Mamy na przykład sygnały z przedsiębiorstw, że wygenerowały dodatkowe koszty w zakresie funkcjonowania i ciągłości dostaw. Z drugiej strony mamy wyjątkową sytuację ekonomiczną, w której cześć podmiotów gospodarczych ograniczyła swoją działalność, a tym samym zmniejszyła przychody i płace pracowników, którzy są mieszkańcami danej gminy. Stoimy więc przed sytuacją, że przedsiębiorstwa będą chciały wzrostu cen za media.
Oczywiście proces taryfikacji i taryfy w Polsce budowane są na poziomie przedstawionych kosztów.
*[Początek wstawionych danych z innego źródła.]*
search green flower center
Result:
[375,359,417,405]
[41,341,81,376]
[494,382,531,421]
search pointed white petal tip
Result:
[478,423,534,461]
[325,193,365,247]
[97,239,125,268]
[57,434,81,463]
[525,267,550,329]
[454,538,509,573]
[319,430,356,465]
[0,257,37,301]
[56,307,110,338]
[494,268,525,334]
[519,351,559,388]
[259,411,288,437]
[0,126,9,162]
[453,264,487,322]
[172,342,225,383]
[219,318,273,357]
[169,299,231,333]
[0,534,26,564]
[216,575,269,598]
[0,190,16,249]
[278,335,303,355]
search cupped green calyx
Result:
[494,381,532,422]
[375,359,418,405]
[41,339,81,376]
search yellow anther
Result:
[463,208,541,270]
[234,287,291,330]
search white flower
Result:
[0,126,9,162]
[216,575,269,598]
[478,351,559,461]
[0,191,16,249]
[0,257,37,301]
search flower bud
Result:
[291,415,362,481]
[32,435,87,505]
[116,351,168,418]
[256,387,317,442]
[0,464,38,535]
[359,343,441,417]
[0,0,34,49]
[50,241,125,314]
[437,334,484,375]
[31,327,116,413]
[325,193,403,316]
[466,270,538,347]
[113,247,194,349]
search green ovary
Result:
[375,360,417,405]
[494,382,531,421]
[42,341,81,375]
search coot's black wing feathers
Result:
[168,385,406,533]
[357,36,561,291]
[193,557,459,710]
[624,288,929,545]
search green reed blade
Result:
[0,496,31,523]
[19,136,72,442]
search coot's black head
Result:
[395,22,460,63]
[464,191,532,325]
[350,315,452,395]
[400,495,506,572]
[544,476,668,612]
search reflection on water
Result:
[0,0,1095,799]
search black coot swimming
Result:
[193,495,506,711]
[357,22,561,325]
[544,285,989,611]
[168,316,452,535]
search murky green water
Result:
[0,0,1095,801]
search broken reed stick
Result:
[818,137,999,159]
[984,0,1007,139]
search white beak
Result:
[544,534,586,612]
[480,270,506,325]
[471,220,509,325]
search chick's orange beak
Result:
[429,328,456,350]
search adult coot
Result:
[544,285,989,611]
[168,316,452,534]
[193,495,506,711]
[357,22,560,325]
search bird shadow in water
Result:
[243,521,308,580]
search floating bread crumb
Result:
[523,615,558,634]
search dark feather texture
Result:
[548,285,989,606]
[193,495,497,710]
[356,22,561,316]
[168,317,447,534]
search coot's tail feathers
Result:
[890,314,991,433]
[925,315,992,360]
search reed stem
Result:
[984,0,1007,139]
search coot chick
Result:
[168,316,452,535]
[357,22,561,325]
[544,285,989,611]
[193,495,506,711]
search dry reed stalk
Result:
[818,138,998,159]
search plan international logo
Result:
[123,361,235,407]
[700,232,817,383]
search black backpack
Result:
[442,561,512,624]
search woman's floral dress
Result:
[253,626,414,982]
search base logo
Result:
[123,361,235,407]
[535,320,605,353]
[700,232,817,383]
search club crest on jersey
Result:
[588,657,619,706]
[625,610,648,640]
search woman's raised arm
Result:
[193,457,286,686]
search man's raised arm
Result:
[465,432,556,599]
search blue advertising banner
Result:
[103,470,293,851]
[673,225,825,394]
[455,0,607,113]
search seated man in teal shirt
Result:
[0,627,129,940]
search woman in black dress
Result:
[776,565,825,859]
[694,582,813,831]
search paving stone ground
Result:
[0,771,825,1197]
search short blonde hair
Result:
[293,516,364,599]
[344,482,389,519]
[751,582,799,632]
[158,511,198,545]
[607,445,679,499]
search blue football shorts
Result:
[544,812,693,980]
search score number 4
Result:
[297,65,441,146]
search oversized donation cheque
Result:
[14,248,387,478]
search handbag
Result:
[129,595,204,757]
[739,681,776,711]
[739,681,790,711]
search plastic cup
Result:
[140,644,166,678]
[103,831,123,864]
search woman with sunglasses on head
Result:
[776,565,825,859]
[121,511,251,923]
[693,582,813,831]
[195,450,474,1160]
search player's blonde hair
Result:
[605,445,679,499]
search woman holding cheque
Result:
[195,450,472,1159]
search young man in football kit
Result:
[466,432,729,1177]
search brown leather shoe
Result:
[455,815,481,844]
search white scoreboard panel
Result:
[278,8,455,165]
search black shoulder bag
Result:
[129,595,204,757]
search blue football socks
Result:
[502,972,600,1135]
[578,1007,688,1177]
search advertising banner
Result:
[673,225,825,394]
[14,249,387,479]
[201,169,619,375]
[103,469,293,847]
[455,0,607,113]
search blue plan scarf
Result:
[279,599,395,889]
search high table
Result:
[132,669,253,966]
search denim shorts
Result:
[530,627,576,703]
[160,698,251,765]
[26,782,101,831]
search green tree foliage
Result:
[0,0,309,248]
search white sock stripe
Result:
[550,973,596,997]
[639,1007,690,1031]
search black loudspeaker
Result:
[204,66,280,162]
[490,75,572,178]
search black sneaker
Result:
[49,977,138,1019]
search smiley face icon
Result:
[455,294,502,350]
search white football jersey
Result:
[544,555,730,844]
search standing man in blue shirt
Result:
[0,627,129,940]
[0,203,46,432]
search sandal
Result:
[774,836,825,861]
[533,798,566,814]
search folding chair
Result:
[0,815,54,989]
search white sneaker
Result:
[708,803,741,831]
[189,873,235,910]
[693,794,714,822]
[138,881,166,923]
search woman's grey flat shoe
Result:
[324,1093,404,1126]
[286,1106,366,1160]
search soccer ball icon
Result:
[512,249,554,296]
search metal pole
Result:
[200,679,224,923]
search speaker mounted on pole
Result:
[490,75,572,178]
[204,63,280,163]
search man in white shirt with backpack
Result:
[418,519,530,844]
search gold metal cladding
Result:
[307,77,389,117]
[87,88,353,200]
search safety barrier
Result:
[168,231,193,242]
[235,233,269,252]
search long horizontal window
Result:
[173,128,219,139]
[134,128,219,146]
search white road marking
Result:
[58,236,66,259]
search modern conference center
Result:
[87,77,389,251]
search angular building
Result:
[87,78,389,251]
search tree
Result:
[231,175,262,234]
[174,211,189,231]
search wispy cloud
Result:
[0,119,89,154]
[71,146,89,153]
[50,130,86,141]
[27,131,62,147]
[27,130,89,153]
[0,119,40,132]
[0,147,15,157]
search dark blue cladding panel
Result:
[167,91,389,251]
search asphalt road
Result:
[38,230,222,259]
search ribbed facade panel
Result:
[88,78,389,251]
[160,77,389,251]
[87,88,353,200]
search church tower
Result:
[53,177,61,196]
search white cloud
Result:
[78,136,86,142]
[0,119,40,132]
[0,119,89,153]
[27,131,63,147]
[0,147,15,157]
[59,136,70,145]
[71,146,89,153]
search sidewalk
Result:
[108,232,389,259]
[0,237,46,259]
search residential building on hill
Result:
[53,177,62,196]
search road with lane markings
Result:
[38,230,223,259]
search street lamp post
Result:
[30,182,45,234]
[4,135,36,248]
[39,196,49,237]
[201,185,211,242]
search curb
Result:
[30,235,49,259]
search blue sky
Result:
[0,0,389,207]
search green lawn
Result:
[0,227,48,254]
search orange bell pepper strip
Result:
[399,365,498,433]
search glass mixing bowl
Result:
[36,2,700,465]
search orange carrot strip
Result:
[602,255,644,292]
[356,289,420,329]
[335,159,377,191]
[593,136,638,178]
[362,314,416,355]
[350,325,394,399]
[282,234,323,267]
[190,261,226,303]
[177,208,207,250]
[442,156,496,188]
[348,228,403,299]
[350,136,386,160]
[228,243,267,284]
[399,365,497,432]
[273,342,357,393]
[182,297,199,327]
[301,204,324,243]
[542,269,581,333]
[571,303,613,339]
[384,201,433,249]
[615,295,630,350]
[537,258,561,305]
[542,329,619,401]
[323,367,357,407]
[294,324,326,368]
Natomiast my jako regulator musimy przy analizie tych wniosków ocenić ich zasadność, a tym samym propozycje wzrostu cen. Bo niestety nie ma co oszukiwać, spodziewamy się, że w większości przypadków wnioski taryfowe będą zawierać propozycje podwyżek cen.
PAP: Jakich podwyżek mogą spodziewać się mieszkańcy? Czy mogą być podobne do tych za odpady, które w niektórych przypadkach sięgały 100-150 proc.?
P.R.: Nie wyobrażam sobie takich wzrostów jakie obserwujemy w przypadku śmieci. Mam nadzieję, że przedsiębiorstwa analizując swoje wnioski taryfowe wezmą pod uwagę nie tylko kwestie związane z kosztami, ale też optymalizację wewnątrz organizacji tak, żeby ta cena była jak najniższa. Mieszkańcy nie mają możliwości wyboru innego dostawcy wody ani firmy, która odbierze od nich ścieki. Oczywiście my jako regulator też musimy mieć świadomość, że przedsiębiorstwo musi funkcjonować w ciągłości dostawy medium, więc te koszty musimy uwzględnić. Dlatego np. koszty energii może być czynnikiem wzrostowym.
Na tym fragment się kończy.